The way I am. I have spent the past 5 years trying to teach J lessons, to change his behaviors, teach him how to respect others, and so on. In the beginning I would be mortified over J’s behavior and worried about what others think. I would try to change or redirect J’s behavior, explain it away to others, provide explanations on the steps I was taking to address the situation, anything to receive affirmation from others that I was a good mom. I worried about how his behavior projected on myself and my family. It really has affected the way I am and in the past couple of years I’ve realized, “who really cares.”
I used to see parents in the store with their children who would scream and cry and think, “ they must spoil their child, “ don’t they discipline,” and the worst of all “they are not great parents.” I was judgmental of those parents. Now, I completely sympathize with them.

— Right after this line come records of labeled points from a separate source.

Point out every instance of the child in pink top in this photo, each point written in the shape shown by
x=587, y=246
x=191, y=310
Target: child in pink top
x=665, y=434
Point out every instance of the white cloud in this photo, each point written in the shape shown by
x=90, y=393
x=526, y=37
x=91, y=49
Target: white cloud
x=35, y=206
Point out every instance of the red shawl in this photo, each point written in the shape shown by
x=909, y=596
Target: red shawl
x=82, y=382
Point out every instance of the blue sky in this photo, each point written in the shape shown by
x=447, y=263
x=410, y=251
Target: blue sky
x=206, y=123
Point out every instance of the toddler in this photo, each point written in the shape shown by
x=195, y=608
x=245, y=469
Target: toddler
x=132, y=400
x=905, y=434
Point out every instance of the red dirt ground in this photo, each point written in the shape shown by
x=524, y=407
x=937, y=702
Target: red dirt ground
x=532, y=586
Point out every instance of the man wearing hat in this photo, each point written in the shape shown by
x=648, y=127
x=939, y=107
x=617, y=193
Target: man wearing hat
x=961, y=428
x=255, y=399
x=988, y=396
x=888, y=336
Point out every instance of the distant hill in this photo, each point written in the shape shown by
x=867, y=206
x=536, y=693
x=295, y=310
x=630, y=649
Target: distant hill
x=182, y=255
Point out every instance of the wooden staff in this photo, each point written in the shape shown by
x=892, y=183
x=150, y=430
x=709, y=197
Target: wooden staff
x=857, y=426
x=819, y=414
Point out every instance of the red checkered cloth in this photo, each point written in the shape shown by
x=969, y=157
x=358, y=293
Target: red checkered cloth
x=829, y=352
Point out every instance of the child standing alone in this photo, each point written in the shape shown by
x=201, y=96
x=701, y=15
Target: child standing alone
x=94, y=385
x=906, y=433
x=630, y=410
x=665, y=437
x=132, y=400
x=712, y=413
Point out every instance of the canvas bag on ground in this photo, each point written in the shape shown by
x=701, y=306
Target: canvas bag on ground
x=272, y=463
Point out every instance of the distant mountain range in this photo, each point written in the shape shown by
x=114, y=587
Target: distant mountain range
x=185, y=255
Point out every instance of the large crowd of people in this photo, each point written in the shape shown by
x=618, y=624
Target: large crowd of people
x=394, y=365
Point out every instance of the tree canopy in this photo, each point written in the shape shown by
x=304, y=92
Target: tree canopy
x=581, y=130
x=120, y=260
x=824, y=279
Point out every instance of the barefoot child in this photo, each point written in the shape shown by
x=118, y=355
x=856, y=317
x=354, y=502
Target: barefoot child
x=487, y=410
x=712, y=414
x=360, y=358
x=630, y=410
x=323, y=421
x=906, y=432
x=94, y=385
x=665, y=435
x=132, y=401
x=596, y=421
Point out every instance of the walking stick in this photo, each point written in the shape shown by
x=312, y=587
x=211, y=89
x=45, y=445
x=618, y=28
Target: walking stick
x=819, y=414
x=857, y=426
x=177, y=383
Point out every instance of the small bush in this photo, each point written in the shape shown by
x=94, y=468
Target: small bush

J in our lives has helped me to see how much stock I placed in the thoughts of others. I felt others would judge me the same way I had previously judged. We are warned not to judge others unless we be judged by the same measure. Ironic. I measured myself by my own judgments.
It was really absurd. My whole life has been spent restraining myself worried about what others think of me. It has caused me to hold back, only show certain sides of myself, take the criticism lying down, and not stand up for myself; all in the hopes of pleasing others. My actions and reactions were based out of fear of what others thought of me. This fear drove me to place pressure on my two older boys and then on J. However, it took J to help me realize just how much emphasis I placed on the thoughts of others and how ridiculous I have been.
J stated to me the other day that I should not change myself for anyone. I should just be myself and not worry what others think. J stated that people should just accept me the way I am. He said the exact same things to me he is repeatedly told by others. These are the same things I have told J to take to heart but have failed to take them myself.
It is difficult to change one’s thought processes that have been imbedded for decades. It has taken J being a part of our lives for me to see how ridiculous it is to base my self worth on the thoughts of others. Even though I realize this, it is hard to change decades of imbedded habits and actions that cause me to try and please others but I am trying. Recent events over the past year has made me vulnerable to backsliding.
Our conversation with J the other day helped me to realize how vulnerable I have become. I have found myself fishing for compliments at work, looking for ways to affirm myself, and making sure J’s case worker knows we have been trying to help him. I hesitate looking for a new church for fear of being hurt or falling into the same merry-go-round trap of pleasing others in order to be accepted. I have been more critical of J than I ever have been because I want others to think we are doing a good job handling him.
J was right. I should not let others dictate who I am. I should not let J’s actions be a reflection of my parenting skills. If others have a problem with how direct I can be or if they are intimidated by me, that is their problem, not mine. As he stated, I should just be myself. I realized that J has never asked me to change who I am. It took this child with all of his struggles and issues to make me realize that I am okay just the way I am.